NBC host Rachel Maddow pointed out on her show (7/1/13) that these lawmakers actually changed the definition of pregnancy:

Now by decree, from Republican Gov. John Kasich and the Republicans in the Ohio state legislature, your pregnancy begins even before implantation of a fertilized egg in the uterine lining.

Wendy Davis' remarkable filibuster  in Texas was mentioned in a total of 737 stories in the U.S.  between June 23 to June 29, according to the Nexis news database. She was reported across the globe in 179 newspapers, 116 newswires, 102 web-based publications and  59 news transcripts. 

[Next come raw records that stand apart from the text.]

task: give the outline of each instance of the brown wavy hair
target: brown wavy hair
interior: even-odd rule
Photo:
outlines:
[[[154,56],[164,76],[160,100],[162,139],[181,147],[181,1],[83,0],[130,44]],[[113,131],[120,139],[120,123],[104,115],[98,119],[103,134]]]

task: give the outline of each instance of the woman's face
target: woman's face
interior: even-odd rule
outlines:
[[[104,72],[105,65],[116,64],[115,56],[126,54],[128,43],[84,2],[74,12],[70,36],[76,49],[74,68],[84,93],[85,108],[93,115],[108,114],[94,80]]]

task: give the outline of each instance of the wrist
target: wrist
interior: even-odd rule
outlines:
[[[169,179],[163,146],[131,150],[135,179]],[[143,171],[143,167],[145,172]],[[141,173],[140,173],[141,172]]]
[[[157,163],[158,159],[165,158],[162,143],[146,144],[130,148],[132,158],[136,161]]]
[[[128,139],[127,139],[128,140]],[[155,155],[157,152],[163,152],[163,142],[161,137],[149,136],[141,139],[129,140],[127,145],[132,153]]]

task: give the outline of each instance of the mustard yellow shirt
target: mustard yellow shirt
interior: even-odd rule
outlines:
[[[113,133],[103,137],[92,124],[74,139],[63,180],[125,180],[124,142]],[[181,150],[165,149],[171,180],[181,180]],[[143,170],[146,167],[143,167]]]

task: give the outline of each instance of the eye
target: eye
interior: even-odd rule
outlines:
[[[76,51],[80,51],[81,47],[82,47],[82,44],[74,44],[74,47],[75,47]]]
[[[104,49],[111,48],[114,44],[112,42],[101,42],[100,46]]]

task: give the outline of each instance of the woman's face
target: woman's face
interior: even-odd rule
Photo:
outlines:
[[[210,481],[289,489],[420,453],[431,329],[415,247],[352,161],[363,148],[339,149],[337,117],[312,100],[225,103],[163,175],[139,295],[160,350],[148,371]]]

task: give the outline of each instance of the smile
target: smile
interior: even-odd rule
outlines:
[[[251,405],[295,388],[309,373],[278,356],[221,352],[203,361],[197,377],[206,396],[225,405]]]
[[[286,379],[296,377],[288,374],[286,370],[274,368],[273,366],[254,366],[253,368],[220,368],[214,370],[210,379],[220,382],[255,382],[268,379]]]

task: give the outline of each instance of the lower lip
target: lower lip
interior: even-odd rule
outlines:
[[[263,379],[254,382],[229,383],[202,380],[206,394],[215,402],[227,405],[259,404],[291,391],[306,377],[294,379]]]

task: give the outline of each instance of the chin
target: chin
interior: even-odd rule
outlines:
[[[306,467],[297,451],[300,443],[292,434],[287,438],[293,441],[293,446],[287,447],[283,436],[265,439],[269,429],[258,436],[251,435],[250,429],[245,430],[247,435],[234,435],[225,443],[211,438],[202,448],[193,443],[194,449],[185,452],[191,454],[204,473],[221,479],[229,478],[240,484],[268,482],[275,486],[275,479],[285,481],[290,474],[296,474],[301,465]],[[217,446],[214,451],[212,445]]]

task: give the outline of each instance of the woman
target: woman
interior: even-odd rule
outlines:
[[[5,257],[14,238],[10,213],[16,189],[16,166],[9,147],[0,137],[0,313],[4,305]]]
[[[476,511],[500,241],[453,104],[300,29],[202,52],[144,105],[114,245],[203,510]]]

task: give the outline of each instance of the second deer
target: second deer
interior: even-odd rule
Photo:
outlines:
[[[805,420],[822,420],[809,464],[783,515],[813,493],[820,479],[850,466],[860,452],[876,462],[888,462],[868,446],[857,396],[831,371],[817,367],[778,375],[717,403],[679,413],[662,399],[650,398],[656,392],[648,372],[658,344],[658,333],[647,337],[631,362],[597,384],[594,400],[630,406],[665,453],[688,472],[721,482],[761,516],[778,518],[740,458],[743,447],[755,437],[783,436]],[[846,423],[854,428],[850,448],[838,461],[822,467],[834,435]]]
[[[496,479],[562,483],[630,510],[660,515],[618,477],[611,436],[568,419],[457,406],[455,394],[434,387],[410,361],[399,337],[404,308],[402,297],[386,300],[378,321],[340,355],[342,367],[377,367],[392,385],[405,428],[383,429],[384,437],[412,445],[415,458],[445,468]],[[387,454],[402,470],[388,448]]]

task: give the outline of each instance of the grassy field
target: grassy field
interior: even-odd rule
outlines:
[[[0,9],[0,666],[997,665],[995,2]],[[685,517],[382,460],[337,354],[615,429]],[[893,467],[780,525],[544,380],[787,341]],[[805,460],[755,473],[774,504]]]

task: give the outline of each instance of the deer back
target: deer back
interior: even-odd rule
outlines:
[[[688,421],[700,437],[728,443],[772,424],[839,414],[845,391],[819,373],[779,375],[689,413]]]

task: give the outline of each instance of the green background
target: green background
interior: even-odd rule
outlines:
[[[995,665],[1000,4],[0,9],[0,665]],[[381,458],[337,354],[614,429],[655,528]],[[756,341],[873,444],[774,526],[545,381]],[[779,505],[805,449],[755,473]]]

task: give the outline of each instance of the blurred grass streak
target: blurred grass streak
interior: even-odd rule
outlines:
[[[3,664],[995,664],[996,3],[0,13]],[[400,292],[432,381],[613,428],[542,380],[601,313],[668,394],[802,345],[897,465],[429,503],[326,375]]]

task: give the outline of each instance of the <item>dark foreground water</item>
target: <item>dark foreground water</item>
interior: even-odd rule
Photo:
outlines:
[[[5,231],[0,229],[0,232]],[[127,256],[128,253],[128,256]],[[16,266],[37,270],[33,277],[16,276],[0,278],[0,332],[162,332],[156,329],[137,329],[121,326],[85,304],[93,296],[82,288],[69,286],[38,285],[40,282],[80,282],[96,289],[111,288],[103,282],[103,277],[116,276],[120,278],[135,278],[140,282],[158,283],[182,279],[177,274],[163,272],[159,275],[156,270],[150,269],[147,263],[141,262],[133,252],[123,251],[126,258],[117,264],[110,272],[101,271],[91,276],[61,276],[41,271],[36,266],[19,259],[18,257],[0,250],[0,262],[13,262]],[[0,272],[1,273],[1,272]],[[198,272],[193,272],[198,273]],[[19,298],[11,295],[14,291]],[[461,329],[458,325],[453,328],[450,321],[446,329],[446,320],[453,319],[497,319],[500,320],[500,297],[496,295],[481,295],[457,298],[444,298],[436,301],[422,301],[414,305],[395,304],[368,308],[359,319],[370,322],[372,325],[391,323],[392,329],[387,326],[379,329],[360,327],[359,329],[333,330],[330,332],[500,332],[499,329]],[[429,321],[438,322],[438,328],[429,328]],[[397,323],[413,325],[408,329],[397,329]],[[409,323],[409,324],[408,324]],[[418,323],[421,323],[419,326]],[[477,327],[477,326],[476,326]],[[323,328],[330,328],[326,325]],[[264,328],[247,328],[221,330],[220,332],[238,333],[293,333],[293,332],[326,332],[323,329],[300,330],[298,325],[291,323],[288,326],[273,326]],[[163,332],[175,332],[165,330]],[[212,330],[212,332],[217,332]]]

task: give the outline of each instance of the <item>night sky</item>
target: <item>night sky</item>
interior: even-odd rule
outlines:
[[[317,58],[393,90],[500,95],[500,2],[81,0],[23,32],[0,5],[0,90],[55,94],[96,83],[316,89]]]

Gov. John Kasich signing abortion restrictions.

Male politicians gather round to watch Ohio Gov. John Kasich sign restrictions on abortion into law.

The abortion restrictions in Ohio's budget was reported 72 times in the U.S. between June 28 and July 3–16 of which were in newspapers, three in Web-based publications, 22 newswires and eight news transcripts around the world. 

These stories are similar, but the Texas legislation received far more coverage because there was a strong figure trying to prevent it in a dramatic fashion. No one would deny the importance of Davis' stand, but the media's reliance on character and drama allowed Ohio's abortion restrictions to slip under everyone's noses.

The media is supposed to serve as a check on government power by educating the citizenry on legislation that will affect them. By taking a pass on the Ohio story because there wasn't a heroic figure to tell a story about, journalists let the public down.